Around the corner from here, over at 3 Quarks Daily, I’ve published an article I wrote in conjunction with both ChatGPT and Claude. How should that article be credited? How do we characterize the contribution of each agent and how do indicate that characterization? I discuss these issues at the end of the article.
Same issues can arise with visual images. All of these images were rendered by ChatGPT. But the renderings were done on a different, a different what? Basis? Substrate? Seed?
In the first two images, I uploaded a one of my photographs to ChatGPT and asked it to add something to it. In the case of first photo, I wanted to see the Millennium Falcon flying into the iris. The second photo is of a scene in Liberty State Park into which I had ChatGPT place a photo of an Indian woman in a sari eating McDonald’s French fries.
This image is a bit different. I gave ChatGPT a photo of a scene in Jersey City and ask it to turn it into a futuristic scene.
For this image I gave ChatGPT a photo of a painting I’d done as a child and asked it to render it in the style of Hokusai.
In this last case I gave ChatGPT a document that I wrote and then asked it to create an image that would be an appropriate frontispiece for it. This image is quite different from the one it originally produced. I had to do quite a bit of art directed to obtain this final image.

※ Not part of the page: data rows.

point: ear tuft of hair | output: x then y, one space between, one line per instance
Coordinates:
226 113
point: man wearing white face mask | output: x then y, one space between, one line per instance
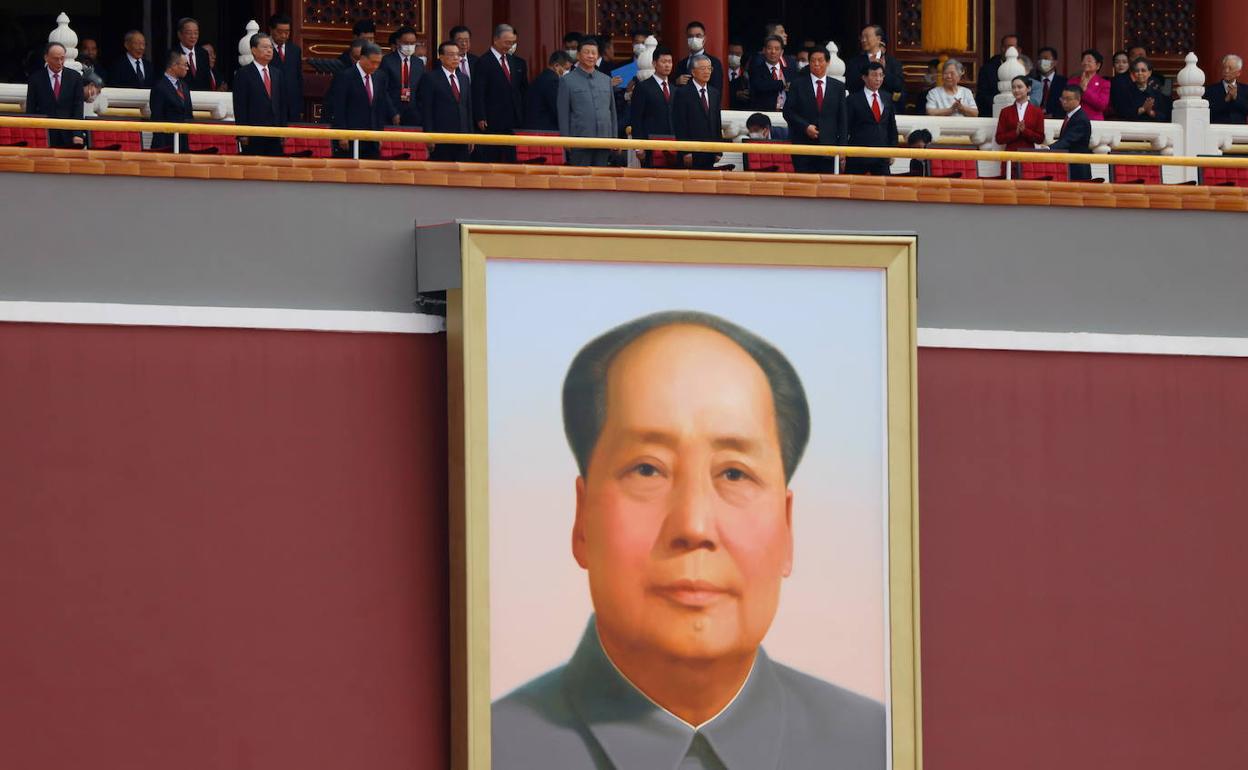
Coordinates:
695 38
403 75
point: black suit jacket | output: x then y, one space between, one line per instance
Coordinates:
252 105
167 106
1222 111
351 106
765 89
543 109
894 79
695 124
121 75
438 106
652 112
292 74
499 101
408 111
1076 137
41 101
204 77
716 70
864 131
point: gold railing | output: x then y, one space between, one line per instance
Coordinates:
624 144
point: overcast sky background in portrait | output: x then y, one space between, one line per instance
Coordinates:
830 326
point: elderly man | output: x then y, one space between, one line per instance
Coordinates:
170 100
132 70
501 85
695 114
687 431
587 106
260 97
56 91
1227 102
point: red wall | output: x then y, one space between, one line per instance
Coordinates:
227 549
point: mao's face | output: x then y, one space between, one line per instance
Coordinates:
684 518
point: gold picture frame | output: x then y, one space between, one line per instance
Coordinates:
468 436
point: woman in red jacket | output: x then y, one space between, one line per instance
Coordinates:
1021 125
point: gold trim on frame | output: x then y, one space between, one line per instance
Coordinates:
468 436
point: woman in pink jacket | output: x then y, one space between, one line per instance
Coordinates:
1096 89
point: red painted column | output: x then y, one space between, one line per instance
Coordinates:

The question then is: Imagine that these images were on display in, say, a museum. How should they be credited? In all cases the final image was rendered by ChatGPT. But the substrate varied as did the prompting which instructed ChatGPT in generating the image. For example, in the first four cases we could indicate “Original photograph by William Benzon. For the last, “Original text by William Benzon” and “Art Direction by William Benzon.” Do I give myself an art direction credit on the others as well? What kind of credit should ChatGPT get. “Realization and Rendering by ChatGPT” might be sufficient for the first two. For the third and fourth, “Transformation and Rendering.” The last? Perhaps “Transmutation and Rendering.” Whatever the nature of the credits, they’re only meaningful if the audience already knows something about the process through which they were produced.